As we discussed earlier, the **_'ENTRIES'_** column is difficult to interpret, as we don't know from what point in time the entries are being logged. A particular turnstile could be counting from two weeks ago, three months ago, or even a year ago.  The data doesn't give us any indication as to which is the case. So we need some way to count the entries just for each timeframe between audits. The following function does exactly that!

In [73]:
"""
This function iterates through a dataframe and calculates the number of turnstile
entries per timeframe.
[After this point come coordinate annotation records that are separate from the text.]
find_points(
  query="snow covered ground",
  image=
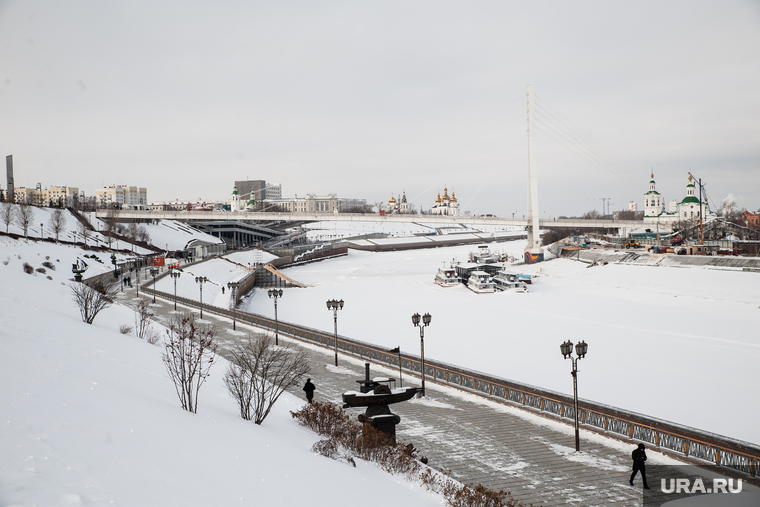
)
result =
(677, 344)
(89, 416)
(324, 231)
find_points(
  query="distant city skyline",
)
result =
(365, 100)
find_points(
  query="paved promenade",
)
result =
(479, 441)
Useful because the original data has a difficult to interpret
counting system.

Parameters
-----------

data: dataframe

Returns
----------

diff_column: a column containing the calculated entries.

"""
def calculate_entries_diffs(data):
    currSCP = ''
    currStation = ''
    curr_entries = 0
    diff_column = []
    
    for i, row in data.iterrows():
        if ((currSCP != row['SCP']) | (currStation != row['STATION'])):
            currStation = row['STATION']
            currSCP = row['SCP']
            curr_entries = row['ENTRIES']
            diff_column.append(0)
        else:
            diff_column.append(row['ENTRIES'] - curr_entries)
            curr_entries = row['ENTRIES']
    
    return diff_column

In [74]:
smallData['TOTAL_ENTRIES'] = calculate_entries_diffs(smallData)

Let's also add a column representing what day of the week it is.
We do this by grabbing the weekday number from the timestamp, and then using 
calendar to convert that to a more meaningful name.

In [75]:
import calendar
smallData['DAY_OF_WEEK'] = smallData['DATETIME'].apply(lambda x: 
                                             calendar.day_name[x.weekday()])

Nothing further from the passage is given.